Data Eng Weekly

Hadoop Weekly Issue #234

01 October 2017

It was Strata Data Conference this week, so a lot of announcements and releases were scheduled around that. Among them, two new open-source projects are worth checkout out—Vespa from Yahoo/Oath and Wallaroo from Wallaroo labs. In addition to a bunch of other releases, there are great technical articles on Hortonworks' testing strategy, Spark GraphFrames, and MapR-DB architecture.


These are the first two posts in a series on how Hortonworks builds and tests their distribution. Validating a single change set is a large undertaking, as there can be as many as 30 downstream applications that need to be tested. Running all those unit tests in serial takes 6 hours, so the Hortonworks team is using YARN to run them in a distributed manner (including running YARN in YARN, which they call yinception).

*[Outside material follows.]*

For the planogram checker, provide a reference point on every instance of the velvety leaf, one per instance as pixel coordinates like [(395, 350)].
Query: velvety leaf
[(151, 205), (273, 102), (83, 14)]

Hortonworks has posted a benchmark comparing performance of Hive on HDP 2.5 vs 2.6. The new version is faster due to improvements in the optimizer, vectorization, and more. The post also includes a contentious comparison to Impala (see the comments for more details). As always, be sure to consider your use case rather than relying on benchmarks from a vendor.

The Bay Area Apache Spark Meetup had a meeting in early September with presentations from Aruba on data correlation using PySpark (including lessons learned in joining data) and Databricks on GraphFrames. The slides and videos from both presentations are on the Databricks website.

If you've been meaning to try out Amazon Athena (which is powered by Presto), there are two tutorials this week that make it easy to get going. The first shows how to analyze AWS cost and usage data, and the second pulls in data from the CDC's Behavioral Risk Factor Surveillance system for analysis. Both tutorials make use of other AWS services such as Lambda and Glue.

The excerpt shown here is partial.